A man tried to rob a pizza place in Helena, Montana, but broke down in tears, telling the cashier he needed money for his family. The cashier talked to him for a while, then gave him pizza, wings, and pop – to go.
The facts will determine any charges, once he’s caught. But local police are hoping he doesn’t make a habit of threatening robbery to get a free meal.
If he does, he’ll be eating taxpayer food.
Update: Turns out the would-be thief is also a liar. He made up the story about the kids and faked the break-down when he realized the till was nearly empty. It held $24.65. Geez — or cheese. Some people … .
(Photo courtesy of Krista Davis, New York Times best-selling author of the Domestic Diva series.)
The Billings (Montana) Gazette gives us today’s Stupid Criminal Trick, reporting the case of a 24 year old man “who says he doesn’t remember breaking into the new federal courthouse while it was under construction.” He claimed to have been out with friends, then became separated from them, before blacking out. Meanwhile, though, he apparently broke three second-floor windows with a metal pipe and discharged a fire extinguisher, then passed out, wearing only jeans, on the first floor, where he was found and arrested.
He was initially charged with criminal trespass and burglary, but pled no contest to an amended charge of felony criminal mischief and offered a check for restitution–$10,738. He was given a 12-month deferred sentence and ordered to undergo a chemical dependency evaluation, and obtain any treatment recommended. The misdemeanor charge of criminal trespassing was dismissed.
As one commenter noted, that was a pricey fire extinguisher.
Lesson learned, we hope.
Missoula, Montana police recently put the bite on a serial car thief, with help from his cell phone — and his dog. The Missoulian reports that the man stole an SUV in Spokane, Washington and two more in Missoula, where he was arrested after being seen with one of the cars, which was under surveillance. (For readers not in Montana, the two cites are about 200 miles apart.) When police found the cars, they also found “dog-related items and dog hair with color, length and type consistent with a dog owned by Roth,” according to the newspaper’s account of court documents.
He had also taken pictures of the stolen cars with his cell phone.
And – in case you don’t think the guy was stupid enough – he was also charged with criminal possession of drug paraphernalia and driving a motor vehicle with a suspended or revoked license. Now, I don’t know if the drug paraphernalia was found in the stolen cars, or whether, like the leash, he just left it there. But you gotta know somebody’s gonna be looking for the car, right?
Put this in your comic novel–because you couldn’t write this in a serious mystery with a straight face.

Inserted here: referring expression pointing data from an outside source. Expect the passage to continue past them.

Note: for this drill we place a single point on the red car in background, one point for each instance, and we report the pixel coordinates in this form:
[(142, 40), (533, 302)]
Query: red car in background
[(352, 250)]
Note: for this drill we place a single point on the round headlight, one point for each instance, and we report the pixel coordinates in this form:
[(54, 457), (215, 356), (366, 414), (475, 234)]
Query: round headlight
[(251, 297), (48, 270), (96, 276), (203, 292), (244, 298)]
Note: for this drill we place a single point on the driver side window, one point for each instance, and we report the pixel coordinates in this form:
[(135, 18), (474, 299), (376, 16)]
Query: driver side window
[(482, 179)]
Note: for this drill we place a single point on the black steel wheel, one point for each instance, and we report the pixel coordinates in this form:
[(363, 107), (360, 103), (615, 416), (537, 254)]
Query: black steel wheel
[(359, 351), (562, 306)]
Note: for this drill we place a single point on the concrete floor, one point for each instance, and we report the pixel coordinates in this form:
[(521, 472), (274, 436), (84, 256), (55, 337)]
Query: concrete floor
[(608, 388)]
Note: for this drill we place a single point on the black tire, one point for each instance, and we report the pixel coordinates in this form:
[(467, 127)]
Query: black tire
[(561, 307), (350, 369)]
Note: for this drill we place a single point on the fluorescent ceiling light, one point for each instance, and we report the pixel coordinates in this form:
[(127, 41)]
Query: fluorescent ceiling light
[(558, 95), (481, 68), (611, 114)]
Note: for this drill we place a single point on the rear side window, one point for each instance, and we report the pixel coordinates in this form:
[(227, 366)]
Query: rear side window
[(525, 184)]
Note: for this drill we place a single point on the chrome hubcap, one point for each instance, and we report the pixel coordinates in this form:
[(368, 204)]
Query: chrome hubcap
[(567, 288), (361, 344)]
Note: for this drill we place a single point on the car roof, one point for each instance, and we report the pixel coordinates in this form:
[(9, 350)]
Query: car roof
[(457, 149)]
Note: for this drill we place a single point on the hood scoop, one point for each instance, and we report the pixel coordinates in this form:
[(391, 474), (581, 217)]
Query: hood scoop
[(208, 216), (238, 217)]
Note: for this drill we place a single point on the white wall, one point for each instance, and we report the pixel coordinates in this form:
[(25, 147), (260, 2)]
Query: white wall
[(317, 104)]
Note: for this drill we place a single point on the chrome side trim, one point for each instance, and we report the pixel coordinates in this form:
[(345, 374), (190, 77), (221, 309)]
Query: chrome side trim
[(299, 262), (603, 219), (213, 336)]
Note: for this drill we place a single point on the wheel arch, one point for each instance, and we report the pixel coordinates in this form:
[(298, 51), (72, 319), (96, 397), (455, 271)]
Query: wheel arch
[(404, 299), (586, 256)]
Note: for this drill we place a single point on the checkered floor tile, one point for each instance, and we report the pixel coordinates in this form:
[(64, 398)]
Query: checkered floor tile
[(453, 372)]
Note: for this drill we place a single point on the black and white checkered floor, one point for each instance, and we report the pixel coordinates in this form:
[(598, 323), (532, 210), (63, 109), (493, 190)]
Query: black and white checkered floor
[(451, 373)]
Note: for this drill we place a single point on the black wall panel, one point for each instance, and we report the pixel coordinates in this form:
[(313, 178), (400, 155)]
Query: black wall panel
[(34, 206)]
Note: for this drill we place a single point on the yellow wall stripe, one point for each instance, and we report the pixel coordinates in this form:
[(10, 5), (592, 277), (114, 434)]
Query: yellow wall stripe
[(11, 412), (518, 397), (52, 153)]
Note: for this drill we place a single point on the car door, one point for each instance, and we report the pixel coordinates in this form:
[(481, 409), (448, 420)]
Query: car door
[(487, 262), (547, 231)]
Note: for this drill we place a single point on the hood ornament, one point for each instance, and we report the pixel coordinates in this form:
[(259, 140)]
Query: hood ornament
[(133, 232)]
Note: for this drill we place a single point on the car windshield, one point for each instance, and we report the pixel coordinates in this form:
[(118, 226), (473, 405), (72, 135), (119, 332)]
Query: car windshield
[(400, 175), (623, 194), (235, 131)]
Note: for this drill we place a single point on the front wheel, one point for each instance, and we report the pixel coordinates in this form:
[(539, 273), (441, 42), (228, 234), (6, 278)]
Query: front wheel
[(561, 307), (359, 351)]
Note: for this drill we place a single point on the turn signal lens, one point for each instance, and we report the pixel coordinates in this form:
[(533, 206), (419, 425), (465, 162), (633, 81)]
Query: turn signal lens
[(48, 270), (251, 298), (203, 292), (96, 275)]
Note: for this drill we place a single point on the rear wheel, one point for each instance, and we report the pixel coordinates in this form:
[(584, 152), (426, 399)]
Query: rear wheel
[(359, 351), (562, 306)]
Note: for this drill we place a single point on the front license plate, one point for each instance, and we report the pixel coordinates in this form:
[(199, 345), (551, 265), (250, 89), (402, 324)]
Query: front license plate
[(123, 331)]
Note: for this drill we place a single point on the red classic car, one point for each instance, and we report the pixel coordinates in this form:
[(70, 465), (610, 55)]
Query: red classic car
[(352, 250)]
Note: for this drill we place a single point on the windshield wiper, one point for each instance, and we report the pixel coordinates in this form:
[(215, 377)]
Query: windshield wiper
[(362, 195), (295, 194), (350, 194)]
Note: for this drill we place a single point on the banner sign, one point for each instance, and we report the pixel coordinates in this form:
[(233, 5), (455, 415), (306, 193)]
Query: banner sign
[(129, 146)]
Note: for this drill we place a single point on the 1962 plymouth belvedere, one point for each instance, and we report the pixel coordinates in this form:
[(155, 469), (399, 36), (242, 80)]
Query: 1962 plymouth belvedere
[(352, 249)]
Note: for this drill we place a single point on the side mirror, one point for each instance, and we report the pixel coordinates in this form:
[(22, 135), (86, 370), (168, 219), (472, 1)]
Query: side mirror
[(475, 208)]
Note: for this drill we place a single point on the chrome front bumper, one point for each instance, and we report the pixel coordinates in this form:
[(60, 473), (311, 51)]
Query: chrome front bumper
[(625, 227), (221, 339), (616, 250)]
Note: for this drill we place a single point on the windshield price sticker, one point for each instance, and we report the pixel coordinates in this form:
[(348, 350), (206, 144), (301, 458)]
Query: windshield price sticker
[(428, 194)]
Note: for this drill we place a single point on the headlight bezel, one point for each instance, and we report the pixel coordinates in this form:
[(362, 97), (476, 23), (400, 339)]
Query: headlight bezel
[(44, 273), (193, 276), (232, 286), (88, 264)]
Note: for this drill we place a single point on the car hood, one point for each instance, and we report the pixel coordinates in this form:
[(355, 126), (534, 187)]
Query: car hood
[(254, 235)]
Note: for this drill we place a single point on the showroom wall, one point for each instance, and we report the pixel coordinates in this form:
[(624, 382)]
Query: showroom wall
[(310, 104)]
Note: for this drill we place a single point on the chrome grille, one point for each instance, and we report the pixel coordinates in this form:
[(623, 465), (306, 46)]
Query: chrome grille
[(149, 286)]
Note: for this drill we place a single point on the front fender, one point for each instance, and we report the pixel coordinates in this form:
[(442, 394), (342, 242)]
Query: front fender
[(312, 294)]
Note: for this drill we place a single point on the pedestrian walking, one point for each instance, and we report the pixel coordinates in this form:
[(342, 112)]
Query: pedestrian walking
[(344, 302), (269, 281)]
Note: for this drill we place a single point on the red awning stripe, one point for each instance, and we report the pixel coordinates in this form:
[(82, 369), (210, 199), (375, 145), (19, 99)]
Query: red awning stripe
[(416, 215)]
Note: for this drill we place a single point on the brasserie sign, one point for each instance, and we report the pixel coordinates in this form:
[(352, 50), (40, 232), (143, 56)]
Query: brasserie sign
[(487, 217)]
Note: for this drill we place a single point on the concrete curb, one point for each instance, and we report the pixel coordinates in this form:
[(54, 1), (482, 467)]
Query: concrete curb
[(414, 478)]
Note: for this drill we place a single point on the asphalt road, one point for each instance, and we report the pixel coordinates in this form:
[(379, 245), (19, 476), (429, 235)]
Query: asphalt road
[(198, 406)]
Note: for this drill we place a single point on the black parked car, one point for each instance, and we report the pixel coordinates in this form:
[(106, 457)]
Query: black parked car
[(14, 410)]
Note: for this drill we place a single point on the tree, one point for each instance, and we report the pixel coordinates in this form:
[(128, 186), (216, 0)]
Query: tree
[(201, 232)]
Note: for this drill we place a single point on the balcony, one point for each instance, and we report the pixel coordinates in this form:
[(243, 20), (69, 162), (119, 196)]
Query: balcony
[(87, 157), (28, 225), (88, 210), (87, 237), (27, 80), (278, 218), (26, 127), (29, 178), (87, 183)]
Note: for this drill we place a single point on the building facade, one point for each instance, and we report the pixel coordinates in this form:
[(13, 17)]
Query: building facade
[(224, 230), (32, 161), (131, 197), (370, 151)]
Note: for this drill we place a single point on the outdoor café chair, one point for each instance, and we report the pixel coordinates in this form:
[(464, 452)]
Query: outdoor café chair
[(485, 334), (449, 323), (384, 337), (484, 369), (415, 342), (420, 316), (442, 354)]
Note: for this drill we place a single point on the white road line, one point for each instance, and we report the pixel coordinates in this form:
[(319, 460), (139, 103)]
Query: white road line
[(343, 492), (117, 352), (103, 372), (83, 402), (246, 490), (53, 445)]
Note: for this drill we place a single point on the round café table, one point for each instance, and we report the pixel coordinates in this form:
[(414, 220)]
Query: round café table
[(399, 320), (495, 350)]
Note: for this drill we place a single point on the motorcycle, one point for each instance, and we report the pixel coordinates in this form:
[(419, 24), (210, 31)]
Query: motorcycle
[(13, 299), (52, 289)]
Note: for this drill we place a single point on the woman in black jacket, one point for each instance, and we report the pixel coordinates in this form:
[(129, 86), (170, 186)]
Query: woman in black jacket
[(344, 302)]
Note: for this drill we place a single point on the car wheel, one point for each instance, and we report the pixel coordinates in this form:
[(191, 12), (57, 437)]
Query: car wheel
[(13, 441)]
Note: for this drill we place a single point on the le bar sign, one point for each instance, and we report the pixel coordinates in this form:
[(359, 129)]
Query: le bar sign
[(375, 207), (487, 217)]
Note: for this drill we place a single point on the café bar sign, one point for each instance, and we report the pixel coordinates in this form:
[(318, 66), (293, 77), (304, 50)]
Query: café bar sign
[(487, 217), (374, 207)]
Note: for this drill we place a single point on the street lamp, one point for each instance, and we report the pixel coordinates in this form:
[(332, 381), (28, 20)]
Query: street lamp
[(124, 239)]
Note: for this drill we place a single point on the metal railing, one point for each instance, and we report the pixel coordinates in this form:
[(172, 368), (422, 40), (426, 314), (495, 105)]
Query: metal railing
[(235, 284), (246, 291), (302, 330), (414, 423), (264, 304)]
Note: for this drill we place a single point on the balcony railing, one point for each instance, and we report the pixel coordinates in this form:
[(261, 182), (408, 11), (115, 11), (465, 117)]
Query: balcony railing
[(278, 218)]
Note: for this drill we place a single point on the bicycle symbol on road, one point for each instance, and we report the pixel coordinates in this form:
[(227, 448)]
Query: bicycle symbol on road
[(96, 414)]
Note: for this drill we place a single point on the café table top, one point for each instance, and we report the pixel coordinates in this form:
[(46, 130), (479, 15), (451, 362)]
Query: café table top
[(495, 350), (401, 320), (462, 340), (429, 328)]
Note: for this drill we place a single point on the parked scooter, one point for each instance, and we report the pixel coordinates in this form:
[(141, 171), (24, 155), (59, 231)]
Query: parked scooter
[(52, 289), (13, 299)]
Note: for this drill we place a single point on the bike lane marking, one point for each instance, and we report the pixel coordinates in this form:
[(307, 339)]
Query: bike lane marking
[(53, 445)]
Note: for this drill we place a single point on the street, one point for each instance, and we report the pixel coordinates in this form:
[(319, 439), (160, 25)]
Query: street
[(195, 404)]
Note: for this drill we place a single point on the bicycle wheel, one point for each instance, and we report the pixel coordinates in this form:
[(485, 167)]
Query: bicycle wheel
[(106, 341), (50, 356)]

A note on the admissibility of the dog hair evidence: a lab analysis and report will be required before the evidence can be admitted at trial, and the lab analyst will need to testify. But hair analysis–whether human or animal–is not new or unusual, and should not present any evidentiary issues. (Evidentiary issues – that’s legal talk for big doo-doo.)
A Montana burglar used a credit card to pick a lock. Unfortunately, it was his own credit card — and he left it behind. Plus, the homeowner was at home, and spotted him. The Associated Press reports that he’s been arrested and charged with felony attempted burglary and misdemeanor disorderly conduct.
No charge for criminal stupidity — that’s free.